I thought my travels were about me feeling free and solo.
They are not.
Holy sh*t they are NOT.
I have spent most of my time with family.
And I have begun two romantic relationships.
Wound after wound has surfaced for me to face, and heal.
Some have really truly moved through me in a deeper way than ever before.
Others are still here, repeating themselves for me to see.
I thought my travels were about being solo and free.
No no.
This is about relating.
This is about connecting.
About a month back I made a new friend, and we were chatting about romance.
I said something about my streak of unavailable men.
She said, “oh so you’ve been unavailable.”

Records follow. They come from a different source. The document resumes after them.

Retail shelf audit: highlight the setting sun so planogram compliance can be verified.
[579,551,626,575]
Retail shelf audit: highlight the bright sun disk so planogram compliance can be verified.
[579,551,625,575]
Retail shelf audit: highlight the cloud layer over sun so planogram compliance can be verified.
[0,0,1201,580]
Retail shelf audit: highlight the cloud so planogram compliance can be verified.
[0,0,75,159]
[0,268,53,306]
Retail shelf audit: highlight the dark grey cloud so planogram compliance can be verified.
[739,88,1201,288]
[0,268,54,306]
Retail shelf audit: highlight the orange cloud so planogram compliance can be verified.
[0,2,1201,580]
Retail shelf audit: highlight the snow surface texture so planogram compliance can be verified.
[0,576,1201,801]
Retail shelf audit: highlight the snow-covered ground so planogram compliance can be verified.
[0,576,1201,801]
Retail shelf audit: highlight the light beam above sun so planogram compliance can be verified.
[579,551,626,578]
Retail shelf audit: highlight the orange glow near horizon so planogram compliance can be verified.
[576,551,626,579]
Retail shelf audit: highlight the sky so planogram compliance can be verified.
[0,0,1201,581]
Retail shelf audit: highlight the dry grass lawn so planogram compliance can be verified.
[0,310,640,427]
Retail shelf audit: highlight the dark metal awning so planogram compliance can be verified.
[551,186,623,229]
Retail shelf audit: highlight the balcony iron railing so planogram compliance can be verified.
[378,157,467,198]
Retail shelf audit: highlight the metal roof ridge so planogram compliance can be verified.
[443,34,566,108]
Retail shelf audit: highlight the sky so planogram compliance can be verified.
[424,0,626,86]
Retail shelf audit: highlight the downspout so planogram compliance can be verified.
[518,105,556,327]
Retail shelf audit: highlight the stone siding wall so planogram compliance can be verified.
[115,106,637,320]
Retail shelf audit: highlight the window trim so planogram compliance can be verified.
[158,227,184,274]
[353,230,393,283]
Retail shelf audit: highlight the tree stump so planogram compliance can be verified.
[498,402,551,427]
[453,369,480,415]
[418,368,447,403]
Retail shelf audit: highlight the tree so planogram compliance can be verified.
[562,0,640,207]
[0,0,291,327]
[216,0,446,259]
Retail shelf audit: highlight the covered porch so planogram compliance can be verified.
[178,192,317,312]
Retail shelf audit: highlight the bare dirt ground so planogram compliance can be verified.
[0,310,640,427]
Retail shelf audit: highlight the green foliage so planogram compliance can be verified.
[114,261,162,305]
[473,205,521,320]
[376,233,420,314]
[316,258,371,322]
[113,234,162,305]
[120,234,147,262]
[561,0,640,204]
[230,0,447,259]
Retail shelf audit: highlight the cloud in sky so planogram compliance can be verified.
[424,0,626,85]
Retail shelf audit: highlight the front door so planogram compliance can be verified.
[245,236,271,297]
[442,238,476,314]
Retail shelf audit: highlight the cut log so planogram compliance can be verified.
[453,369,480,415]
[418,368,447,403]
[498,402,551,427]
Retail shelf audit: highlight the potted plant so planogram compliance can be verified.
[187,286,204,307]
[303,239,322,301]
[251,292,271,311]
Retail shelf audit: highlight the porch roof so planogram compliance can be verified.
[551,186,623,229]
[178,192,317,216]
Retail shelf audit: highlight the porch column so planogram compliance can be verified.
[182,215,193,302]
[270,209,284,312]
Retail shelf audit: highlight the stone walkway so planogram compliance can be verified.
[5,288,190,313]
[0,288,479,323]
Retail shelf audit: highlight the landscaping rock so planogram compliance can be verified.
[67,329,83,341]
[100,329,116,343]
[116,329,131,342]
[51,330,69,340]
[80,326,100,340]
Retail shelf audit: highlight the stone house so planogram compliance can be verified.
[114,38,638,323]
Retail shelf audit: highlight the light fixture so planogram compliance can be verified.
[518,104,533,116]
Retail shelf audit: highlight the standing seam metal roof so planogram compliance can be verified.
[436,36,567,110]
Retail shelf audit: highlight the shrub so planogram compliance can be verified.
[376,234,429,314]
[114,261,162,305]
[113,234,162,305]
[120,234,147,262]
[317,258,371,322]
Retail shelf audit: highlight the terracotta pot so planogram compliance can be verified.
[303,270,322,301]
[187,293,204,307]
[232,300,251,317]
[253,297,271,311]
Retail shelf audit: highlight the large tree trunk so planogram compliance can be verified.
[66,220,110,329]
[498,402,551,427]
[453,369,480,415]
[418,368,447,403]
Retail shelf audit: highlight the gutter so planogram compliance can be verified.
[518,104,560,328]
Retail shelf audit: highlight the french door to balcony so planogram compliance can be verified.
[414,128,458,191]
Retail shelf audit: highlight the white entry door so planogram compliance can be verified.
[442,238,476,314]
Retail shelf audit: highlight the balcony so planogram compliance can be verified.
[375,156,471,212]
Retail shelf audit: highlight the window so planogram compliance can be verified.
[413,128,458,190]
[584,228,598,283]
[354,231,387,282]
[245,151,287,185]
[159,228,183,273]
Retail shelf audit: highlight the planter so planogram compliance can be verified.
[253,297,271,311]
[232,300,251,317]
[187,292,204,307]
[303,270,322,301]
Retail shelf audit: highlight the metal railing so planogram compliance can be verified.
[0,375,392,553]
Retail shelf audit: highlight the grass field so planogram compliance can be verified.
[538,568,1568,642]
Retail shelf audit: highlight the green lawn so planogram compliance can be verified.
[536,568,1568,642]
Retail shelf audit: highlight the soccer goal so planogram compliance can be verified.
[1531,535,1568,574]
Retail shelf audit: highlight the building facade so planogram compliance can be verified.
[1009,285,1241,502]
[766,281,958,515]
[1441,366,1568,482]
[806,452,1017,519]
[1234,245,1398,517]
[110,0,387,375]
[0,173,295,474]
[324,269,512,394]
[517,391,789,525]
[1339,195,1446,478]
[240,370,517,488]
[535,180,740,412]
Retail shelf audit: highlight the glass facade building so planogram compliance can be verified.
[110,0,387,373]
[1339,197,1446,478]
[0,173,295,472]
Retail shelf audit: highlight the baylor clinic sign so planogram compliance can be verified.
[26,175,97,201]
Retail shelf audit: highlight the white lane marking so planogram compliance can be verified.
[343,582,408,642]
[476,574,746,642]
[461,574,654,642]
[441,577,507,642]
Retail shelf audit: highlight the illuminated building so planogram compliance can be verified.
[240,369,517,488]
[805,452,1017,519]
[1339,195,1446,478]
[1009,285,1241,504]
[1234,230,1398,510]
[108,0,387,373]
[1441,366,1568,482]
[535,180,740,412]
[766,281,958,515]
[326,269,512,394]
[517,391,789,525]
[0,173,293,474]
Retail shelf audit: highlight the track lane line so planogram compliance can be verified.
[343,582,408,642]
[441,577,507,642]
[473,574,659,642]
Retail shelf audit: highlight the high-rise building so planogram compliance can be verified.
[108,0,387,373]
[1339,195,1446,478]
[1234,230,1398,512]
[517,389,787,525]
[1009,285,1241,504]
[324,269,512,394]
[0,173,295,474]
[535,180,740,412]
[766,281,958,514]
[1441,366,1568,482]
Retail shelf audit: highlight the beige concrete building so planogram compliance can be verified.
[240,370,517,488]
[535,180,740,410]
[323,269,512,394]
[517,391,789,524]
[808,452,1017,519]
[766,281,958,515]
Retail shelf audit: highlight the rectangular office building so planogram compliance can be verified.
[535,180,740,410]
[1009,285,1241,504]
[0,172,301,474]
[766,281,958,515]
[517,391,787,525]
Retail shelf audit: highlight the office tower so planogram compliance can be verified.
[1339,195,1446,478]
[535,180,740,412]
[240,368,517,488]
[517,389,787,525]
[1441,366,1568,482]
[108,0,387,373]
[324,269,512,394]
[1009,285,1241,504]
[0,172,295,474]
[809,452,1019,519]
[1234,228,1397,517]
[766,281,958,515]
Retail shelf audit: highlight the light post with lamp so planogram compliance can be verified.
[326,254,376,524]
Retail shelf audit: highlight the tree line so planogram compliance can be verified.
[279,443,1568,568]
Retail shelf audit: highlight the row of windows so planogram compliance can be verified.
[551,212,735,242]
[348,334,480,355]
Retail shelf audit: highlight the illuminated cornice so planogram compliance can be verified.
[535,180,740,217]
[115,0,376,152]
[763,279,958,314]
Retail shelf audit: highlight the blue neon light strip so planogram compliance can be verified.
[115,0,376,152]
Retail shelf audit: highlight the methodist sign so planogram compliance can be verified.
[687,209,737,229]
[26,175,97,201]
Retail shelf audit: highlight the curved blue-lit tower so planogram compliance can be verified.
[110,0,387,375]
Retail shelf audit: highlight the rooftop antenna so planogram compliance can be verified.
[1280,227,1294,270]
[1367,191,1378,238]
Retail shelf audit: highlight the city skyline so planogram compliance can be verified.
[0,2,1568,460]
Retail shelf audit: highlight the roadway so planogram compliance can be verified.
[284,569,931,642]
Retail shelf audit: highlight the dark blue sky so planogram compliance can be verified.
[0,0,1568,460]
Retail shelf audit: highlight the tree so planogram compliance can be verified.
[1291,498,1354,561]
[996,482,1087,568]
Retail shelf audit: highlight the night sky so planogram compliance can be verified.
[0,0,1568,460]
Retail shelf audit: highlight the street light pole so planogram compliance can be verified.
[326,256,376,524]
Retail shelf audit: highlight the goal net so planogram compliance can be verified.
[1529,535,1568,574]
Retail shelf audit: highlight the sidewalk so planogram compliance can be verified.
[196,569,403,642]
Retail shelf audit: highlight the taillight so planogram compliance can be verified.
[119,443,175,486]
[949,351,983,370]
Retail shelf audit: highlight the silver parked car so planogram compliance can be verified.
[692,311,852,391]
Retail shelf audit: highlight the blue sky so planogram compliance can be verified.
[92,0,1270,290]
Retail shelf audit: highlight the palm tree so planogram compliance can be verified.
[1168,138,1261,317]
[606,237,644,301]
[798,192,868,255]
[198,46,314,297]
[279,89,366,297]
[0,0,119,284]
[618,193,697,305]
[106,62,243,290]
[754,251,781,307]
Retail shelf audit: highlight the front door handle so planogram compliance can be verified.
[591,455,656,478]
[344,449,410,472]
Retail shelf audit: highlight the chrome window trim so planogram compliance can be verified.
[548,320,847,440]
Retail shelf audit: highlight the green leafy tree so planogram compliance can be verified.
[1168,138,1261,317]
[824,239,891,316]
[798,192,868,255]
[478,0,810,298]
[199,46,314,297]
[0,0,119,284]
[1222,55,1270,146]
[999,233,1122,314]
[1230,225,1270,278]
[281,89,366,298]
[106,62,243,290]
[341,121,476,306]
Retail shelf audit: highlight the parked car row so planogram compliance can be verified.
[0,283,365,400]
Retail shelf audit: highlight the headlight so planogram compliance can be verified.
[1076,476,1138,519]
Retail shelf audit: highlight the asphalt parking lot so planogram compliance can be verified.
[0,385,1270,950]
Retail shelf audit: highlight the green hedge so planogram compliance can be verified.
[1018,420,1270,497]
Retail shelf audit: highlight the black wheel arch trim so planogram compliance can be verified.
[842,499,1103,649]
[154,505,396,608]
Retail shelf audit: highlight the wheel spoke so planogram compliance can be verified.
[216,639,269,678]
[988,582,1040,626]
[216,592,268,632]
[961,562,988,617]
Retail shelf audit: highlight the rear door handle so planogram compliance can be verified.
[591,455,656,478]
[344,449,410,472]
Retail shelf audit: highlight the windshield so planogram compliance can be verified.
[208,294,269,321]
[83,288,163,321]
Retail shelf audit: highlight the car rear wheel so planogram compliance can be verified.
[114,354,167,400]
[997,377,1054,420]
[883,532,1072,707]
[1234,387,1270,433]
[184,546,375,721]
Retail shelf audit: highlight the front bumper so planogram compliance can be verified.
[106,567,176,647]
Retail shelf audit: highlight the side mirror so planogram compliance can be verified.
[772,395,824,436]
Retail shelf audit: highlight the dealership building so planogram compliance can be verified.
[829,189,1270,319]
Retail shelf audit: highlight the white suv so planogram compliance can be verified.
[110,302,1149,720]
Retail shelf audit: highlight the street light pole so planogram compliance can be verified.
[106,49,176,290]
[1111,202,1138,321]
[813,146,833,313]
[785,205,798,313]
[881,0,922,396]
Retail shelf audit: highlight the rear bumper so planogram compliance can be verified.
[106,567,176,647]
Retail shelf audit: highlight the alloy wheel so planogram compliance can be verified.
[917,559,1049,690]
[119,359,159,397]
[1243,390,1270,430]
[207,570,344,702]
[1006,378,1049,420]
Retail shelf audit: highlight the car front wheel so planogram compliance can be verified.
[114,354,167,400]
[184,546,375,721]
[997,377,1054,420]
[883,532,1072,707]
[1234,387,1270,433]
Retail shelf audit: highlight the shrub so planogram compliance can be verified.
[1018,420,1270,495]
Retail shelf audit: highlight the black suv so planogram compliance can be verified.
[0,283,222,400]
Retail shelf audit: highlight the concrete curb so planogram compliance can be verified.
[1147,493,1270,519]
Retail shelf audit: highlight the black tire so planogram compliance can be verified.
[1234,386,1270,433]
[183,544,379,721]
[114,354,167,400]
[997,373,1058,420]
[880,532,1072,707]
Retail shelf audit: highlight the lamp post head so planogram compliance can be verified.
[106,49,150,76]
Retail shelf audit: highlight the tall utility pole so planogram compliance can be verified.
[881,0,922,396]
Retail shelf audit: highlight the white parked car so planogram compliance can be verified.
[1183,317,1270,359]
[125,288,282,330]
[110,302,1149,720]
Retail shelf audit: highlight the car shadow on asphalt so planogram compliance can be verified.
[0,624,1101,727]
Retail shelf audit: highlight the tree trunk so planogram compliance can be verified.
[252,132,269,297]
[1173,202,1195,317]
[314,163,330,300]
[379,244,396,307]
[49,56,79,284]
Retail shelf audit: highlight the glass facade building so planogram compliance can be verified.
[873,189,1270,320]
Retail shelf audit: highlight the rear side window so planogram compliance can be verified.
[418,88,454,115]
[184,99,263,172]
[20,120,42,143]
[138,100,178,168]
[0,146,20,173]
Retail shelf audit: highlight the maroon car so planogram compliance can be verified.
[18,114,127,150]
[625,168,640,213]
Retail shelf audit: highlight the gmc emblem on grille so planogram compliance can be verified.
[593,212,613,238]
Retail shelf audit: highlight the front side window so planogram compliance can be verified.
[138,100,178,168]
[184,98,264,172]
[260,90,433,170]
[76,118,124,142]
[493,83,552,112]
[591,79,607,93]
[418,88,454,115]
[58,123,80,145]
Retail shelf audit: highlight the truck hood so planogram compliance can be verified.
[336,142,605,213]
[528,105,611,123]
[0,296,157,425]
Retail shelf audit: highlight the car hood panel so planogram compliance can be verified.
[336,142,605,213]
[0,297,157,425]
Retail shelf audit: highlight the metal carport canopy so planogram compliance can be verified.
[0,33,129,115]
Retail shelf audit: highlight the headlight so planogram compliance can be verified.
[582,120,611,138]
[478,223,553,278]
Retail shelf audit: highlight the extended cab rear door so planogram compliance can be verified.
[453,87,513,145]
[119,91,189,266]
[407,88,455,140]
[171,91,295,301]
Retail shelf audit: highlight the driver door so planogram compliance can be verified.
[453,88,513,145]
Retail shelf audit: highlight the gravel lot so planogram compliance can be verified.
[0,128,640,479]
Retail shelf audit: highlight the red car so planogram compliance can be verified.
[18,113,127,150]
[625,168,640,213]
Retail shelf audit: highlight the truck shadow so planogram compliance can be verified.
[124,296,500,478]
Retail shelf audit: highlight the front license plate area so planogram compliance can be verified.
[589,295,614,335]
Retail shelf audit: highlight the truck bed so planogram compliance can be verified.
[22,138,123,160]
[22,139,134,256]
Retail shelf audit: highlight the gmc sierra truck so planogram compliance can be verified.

I attempted to correct her, saying, no no - THEY were unavailable.
😂
She was like- yea, YOU are unavailable. (Thanks @karlapalomino__ ♥️)
Yep.
Duh.
Unavailable, but wishing.
Unavailable, but wanting.
Waiting.
Hoping.
If I try harder.
If I do better.
If I’m more healed.
If I set good boundaries.
The next time.
No.
I was not available.
I was addicted to the waiting.
I was addicted to the closing up.
The restriction.
Let’s face it, restriction is hot 😉.
But it isn’t available for love.
It isn’t open to the TRUTH to run through it.
And holy sh*t, when I open up to the truth running through my desires?
My s*x?
My intimacy?
WHOA.
It is
SO
MUCH.
There is so much there.
So much to be seen and felt and loved and held and healed.
And there is so much temptation, to restrict right back up.
Go back to hot,
But not, love.
Sexy, but
Not, truth.
I thought my travels were about space.
Distance.
Endless expansion.
But no no.
It is all about closeness.
What happens when I really get to be seen?
Here we are.
Whoa.
💥
Originally written October 20, 2021.